Seastat is a standalone Cassandra Prometheus Exporter on top of Jolokia built for speed 🏎️
Seastat is a Prometheus Exporter for Cassandra written in Go. The goal was to build a standalone and opinionated Prometheus Exporter built for speed, especially if you have a lot of tables spread across lots of keyspaces.
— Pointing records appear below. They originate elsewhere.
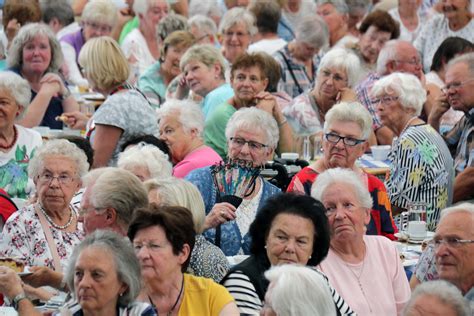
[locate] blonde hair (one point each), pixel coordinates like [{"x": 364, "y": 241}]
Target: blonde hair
[{"x": 104, "y": 63}]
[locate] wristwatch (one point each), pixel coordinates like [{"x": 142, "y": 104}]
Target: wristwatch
[{"x": 17, "y": 300}]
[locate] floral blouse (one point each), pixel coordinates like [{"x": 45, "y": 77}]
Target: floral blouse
[{"x": 24, "y": 237}]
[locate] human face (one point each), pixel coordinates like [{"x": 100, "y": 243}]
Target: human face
[
  {"x": 347, "y": 218},
  {"x": 340, "y": 154},
  {"x": 9, "y": 110},
  {"x": 258, "y": 157},
  {"x": 36, "y": 55},
  {"x": 93, "y": 29},
  {"x": 54, "y": 195},
  {"x": 236, "y": 41},
  {"x": 202, "y": 79},
  {"x": 290, "y": 239},
  {"x": 462, "y": 97},
  {"x": 330, "y": 81},
  {"x": 454, "y": 264},
  {"x": 172, "y": 58},
  {"x": 155, "y": 254},
  {"x": 174, "y": 135},
  {"x": 371, "y": 42},
  {"x": 96, "y": 282},
  {"x": 247, "y": 83},
  {"x": 430, "y": 305}
]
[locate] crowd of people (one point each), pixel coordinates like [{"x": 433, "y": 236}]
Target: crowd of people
[{"x": 161, "y": 206}]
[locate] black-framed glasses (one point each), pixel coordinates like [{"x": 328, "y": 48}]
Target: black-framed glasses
[
  {"x": 349, "y": 141},
  {"x": 240, "y": 142},
  {"x": 451, "y": 242}
]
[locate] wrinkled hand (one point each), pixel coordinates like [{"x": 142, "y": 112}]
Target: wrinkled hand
[
  {"x": 220, "y": 213},
  {"x": 10, "y": 282}
]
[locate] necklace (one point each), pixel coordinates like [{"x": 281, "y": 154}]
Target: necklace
[
  {"x": 175, "y": 303},
  {"x": 15, "y": 136},
  {"x": 50, "y": 220}
]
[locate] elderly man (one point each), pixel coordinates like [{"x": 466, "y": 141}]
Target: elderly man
[
  {"x": 454, "y": 248},
  {"x": 396, "y": 56},
  {"x": 459, "y": 94}
]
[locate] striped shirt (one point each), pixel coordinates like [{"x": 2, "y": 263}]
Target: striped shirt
[
  {"x": 241, "y": 288},
  {"x": 421, "y": 170}
]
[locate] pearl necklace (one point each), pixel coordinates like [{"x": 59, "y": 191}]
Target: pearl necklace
[{"x": 50, "y": 220}]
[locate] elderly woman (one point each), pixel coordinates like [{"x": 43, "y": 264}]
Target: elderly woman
[
  {"x": 155, "y": 80},
  {"x": 125, "y": 112},
  {"x": 237, "y": 28},
  {"x": 346, "y": 132},
  {"x": 207, "y": 260},
  {"x": 297, "y": 290},
  {"x": 252, "y": 136},
  {"x": 103, "y": 275},
  {"x": 298, "y": 59},
  {"x": 181, "y": 127},
  {"x": 141, "y": 46},
  {"x": 97, "y": 19},
  {"x": 203, "y": 68},
  {"x": 355, "y": 260},
  {"x": 35, "y": 55},
  {"x": 337, "y": 74},
  {"x": 421, "y": 167},
  {"x": 289, "y": 229},
  {"x": 17, "y": 143},
  {"x": 45, "y": 233},
  {"x": 163, "y": 238},
  {"x": 146, "y": 162},
  {"x": 456, "y": 20}
]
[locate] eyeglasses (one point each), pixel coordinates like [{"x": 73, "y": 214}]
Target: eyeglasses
[
  {"x": 240, "y": 142},
  {"x": 455, "y": 85},
  {"x": 451, "y": 242},
  {"x": 349, "y": 141},
  {"x": 62, "y": 179},
  {"x": 385, "y": 100}
]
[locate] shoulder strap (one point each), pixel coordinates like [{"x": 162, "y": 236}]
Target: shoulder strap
[{"x": 50, "y": 240}]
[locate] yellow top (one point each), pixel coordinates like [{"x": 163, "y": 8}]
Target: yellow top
[{"x": 203, "y": 296}]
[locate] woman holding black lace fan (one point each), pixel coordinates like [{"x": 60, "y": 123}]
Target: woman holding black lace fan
[{"x": 252, "y": 136}]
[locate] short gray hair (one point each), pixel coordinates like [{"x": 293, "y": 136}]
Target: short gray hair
[
  {"x": 340, "y": 5},
  {"x": 409, "y": 89},
  {"x": 299, "y": 290},
  {"x": 126, "y": 262},
  {"x": 28, "y": 33},
  {"x": 190, "y": 115},
  {"x": 238, "y": 15},
  {"x": 312, "y": 30},
  {"x": 100, "y": 11},
  {"x": 179, "y": 192},
  {"x": 349, "y": 112},
  {"x": 346, "y": 176},
  {"x": 18, "y": 87},
  {"x": 147, "y": 156},
  {"x": 206, "y": 54},
  {"x": 118, "y": 189},
  {"x": 345, "y": 59},
  {"x": 447, "y": 293},
  {"x": 253, "y": 119},
  {"x": 54, "y": 148}
]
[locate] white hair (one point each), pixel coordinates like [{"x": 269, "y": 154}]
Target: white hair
[
  {"x": 409, "y": 89},
  {"x": 252, "y": 120},
  {"x": 445, "y": 292},
  {"x": 147, "y": 156},
  {"x": 349, "y": 112},
  {"x": 337, "y": 176},
  {"x": 345, "y": 59},
  {"x": 190, "y": 115},
  {"x": 179, "y": 192},
  {"x": 299, "y": 290}
]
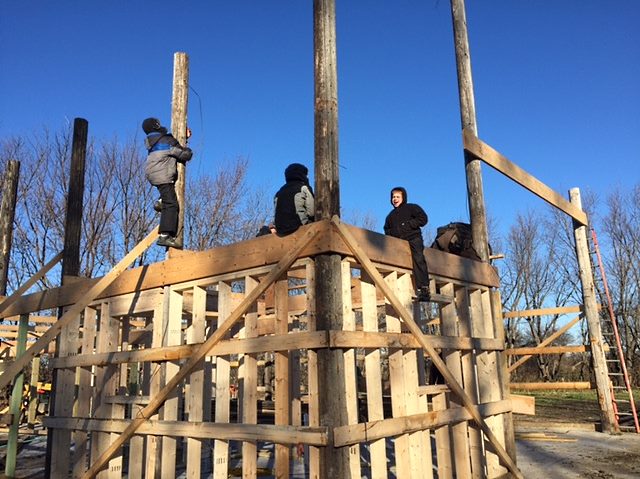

Seastat is different to other exporters for Cassandra such as the JMX Exporter or cassandra-exporter. Seastat is designed to be run standalone and updates metrics in the background (to seperate concerns between gathering metrics and serving metrics). Seastat only gathers metrics at a fixed configurable interval.
Seastat is used for scraping metrics for more than 1,000 tables across hundreds of keyspaces every minute without sweat 😅. It is built for performance by batching queries when it makes sense and limiting the amount of data it exposes to be scalable. More metrics may be added in the future but with careful consideration to not negatively impact performance.
A very (non-scientific) test with 4000 tables across 200 keyspaces took between 10-15 seconds to scrape all stats exposed. Both the standalone Cassandra Exporter and the Prometheus JMX Exporter took over 10 minutes because they query for each MBean for each table individually which is very expensive. This test was done using Cassandra running in the Docker harness (with 4 cores and 8GB of RAM on a completely idle cluster of 1). Your mileage may vary and you should do your own tests!
Seastat doesn't speak JMX directly. Instead, it uses Jolokia to translate back and forth into JMX. You will need Jolokia to be embedded as an agent into your Cassandra process. Jolokia versions 1.3+ will work just fine (the exporter has been tested with Jolokia v1.3 and v1.6).
Seastat has been designed on top of Cassandra 3.0 (specifically, 3.0.18). It may work with 3.11+ but some of the metric types may have changed between the two versions which may result in zero values.
Seastar exposes the metrics in categories. If you want more information about the metrics in particular, look at the Cassandra Metrics documentation.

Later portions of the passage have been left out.